Karena saya masih beberapa bulan di sini, tentu jawabannya tidak sebaik para suhu yang telah lama di sini. Misalnya Bang BJ, sang legendaris yang baru saja selesai sidang tesis. Atau Bang Agung, sang doktor pecinta kopyah ala seniman. Atau Bang Agusta, yang sudah lama tinggal di luar negeri, seperti Taiwan. Juga banyak nama-nama besar lainnya. Karena minim pengalaman, saya cukup sering bertanya mengenai situasi kondisi di Turki untuk menjawab pertanyaan-pertanyaan mereka.
Namun demikian, sesempit dan sependek yang saya tahu (meminjam bahasa Bang BJ), saya akan menganalisa bagaimana pengalaman indah yang bisa didapatkan saat studi di Turki.
Kondisi Keamanan di Turki
Bisa dibilang Turki adalah negara yang banyak terjadi teror. Misalnya bom, penembakan, konflik di perbatasan, dan beragam musibah lainnya.
Dari sini kita harus berpikir lagi. Lalu kenapa ada teror? Apa masalah? Sebenarnya tidak juga. Tidak semua daerah di Turki itu rawan teror. Setidaknya menurut saya. Misalnya di Konya. Selama 3 bulan tinggal di sini kelihatannya nyantai-nyantai saja. Track record-nya juga saya lihat tidak ada data bom atau masalah serius, kata Google amca, setelah sebelumnya tanya tentang om telolet om. Semoga saja selamanya Konya bisa menjadi kota yang aman. Singkat kata, di Turki tidak semua kota berbahaya.
Poin penting selanjutnya.

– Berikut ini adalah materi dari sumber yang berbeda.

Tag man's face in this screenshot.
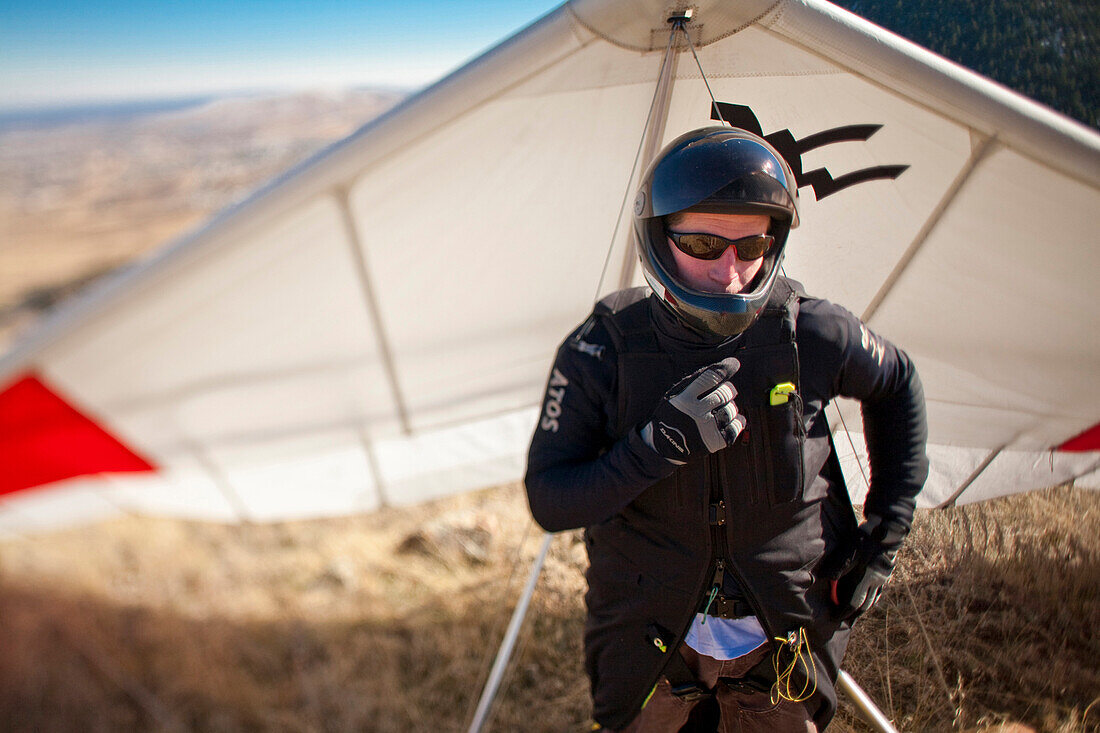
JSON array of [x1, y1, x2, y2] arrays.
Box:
[[666, 211, 771, 295]]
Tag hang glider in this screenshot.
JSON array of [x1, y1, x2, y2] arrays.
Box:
[[0, 0, 1100, 533]]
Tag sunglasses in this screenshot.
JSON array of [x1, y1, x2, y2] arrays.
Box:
[[664, 231, 776, 261]]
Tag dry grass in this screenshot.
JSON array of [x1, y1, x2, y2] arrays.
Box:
[[0, 486, 1100, 732]]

Kalau pun toh Turki sering ada teror bom dan lain sebagainya, lalu kenapa? Sebenarnya tidak kenapa-napa. Bukan meremehkan. Kita menganggap teror itu berbahaya karena bisa merenggut nyawa. Kalau kita menggunakan cara pandang ini kita pasti menyangka bahwa Turki adalah negara yang lebih mematikan daripada Indonesia. Mari kita buktikan.
Saya coba mencari berapa total korban per tahun karena teror. Saya cari di website resmi pemerintah belum ketemu. Ternyata ketemu artikel tentang teror sepanjang tahun 2016. Saya coba hitung semua, ternyata jumlah yang meninggal selama satu tahun akibat bom tahun 2016 berjumlah 229. Mari kita bandingkan di Indonesia. Ternyata setidaknya hanya 4 korban akibat bom. Itu saja pelaku juga saya hitung. Wah Indonesia aman berarti dari pada Turki? Eh, jangan senang dulu. Kita bandingkan kasus kematian yang lain ya.
Kita lihat dari segi transportasi. Di Indonesia, tahun 2013 (karena statistik Indonesia hanya sampai tahun itu) telah terjadi kecelakaan lalu lintas yang mengakibatkan 26.416 orang meninggal dunia. Itu artinya ibarat tiap 1 jam ada 3 korban meninggal dunia akibat kecelakaan. Bagaimana dengan Turki? Menurut BPS-nya turki, ada 3.685 korban meninggal dunia akibat kecelakaan pada tahun yang sama. Artinya Indonesia lebih berbahaya daripada Turki, 7 kali lebih mematikan daripada Turki dalam hal lalu lintas. Jadi ingat najis mughalazah dan mutawasitah.
Belum lagi meninggal akibat bencana alam. Rilis BPS tahun 2016 di Indonesia ada korban meninggal sebanyak 26.416 orang. Saya cari di data resmi Turkstat tetapi belum menemukan data tentang natural disaster. Saya membandingkan dengan sumber lain ternyata korban akibat bencana alam di Turki cukup minim karena memang jarang ada bencana alam. Hanya saja pada tahun 2014 ada gempa di laut Aegean yang mengakibatkan 324 orang meninggal dunia. Tentu hal ini tidak ada apa-apanya dengan Indonesia yang pernah mengalami bencana besar seperti Tsunami dan gempa Jogja. Atau perang suku seperti Batak dan Madura yang sepertinya jumlah korban ditutupi atau mungkin tidak bisa dirilis. Juga belum termasuk korban borak, miras oplosan dan beras plastik.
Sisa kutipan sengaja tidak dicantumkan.